Clinical Consequences
  • Overview
    • Progression to AIDS is often heralded by infection with a spectrum of organisms which do not normally colonize healthy individuals and are thus termed "Opportunistic Organisms". Although we do not highlight the organisms here, the susceptibility to infection of AIDS patients also extends to more run-of-the-mill microbes to which there is also significantly reduced immunity. In addition, individuals with AIDS display an increased incidence of certain neoplasms along with a unique constellation of CNS impairments.
  • Infection Susceptibility
  • Neoplasms
    • The increased neoplastic frequency in AIDS patients is likely multi-factorial. The etiology of many of the neoplasms appears to be due to oncogenic viruses and thus reduced cell-mediated immunity to viruses in AIDS patients likely contributes. However, it should be pointed out that cell-mediated immunity is in general important for tumor immunity, even to neoplasms which do not possess a viral etiology.
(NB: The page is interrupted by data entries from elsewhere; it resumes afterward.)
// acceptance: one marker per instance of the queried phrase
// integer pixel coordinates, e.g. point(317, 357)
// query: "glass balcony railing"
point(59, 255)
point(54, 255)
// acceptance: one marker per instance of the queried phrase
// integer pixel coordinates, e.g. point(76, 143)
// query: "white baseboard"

    • Kaposi Sarcoma: Associated with HHV-8 infection.
    • Lymphomas: The incidence of a variety of lymphomas are increased, especially Non-Hodgkin Lymphoma. Some are associated with Epstein-Barr Virus infection.
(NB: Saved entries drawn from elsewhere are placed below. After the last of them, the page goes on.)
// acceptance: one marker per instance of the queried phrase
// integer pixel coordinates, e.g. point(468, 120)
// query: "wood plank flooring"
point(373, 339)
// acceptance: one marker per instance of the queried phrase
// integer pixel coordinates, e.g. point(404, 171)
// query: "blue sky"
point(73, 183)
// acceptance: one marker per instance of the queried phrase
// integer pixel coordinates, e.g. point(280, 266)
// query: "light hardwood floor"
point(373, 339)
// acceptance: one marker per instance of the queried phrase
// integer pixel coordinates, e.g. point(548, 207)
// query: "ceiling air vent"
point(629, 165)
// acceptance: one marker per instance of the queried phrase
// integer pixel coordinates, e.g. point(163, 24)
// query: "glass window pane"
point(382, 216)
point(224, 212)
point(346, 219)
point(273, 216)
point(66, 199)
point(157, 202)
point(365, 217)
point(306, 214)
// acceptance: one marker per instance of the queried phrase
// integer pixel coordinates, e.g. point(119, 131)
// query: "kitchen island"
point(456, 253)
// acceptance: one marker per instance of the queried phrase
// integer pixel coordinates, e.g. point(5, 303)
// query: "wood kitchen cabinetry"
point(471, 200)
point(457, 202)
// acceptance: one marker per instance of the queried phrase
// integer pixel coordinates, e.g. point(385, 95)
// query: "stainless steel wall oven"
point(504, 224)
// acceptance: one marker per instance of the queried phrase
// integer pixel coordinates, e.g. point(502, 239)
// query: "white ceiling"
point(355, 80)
    • Cervical Cancers and Anal Cancer: Associated with Human Papilloma Virus Infection.
  • CNS Symptomology
    • Neurologic disease in AIDS can be due to direct damage of the HIV virus or due to secondary CNS infection with the microbes detailed above. Some form of neurologic impairment is seen in almost all AIDS patients and the syndrome associated with primary neurological damage by the HIV virus itself if known as "HIV Encephalopathy" or the "AIDS Dementia Complex". Among a constellation of symptoms, the neuropsychiatric syndrome includes aceptic meningitis associated with CSF pleocytosis along with progressive encephalopathy and peripheral neuropathy.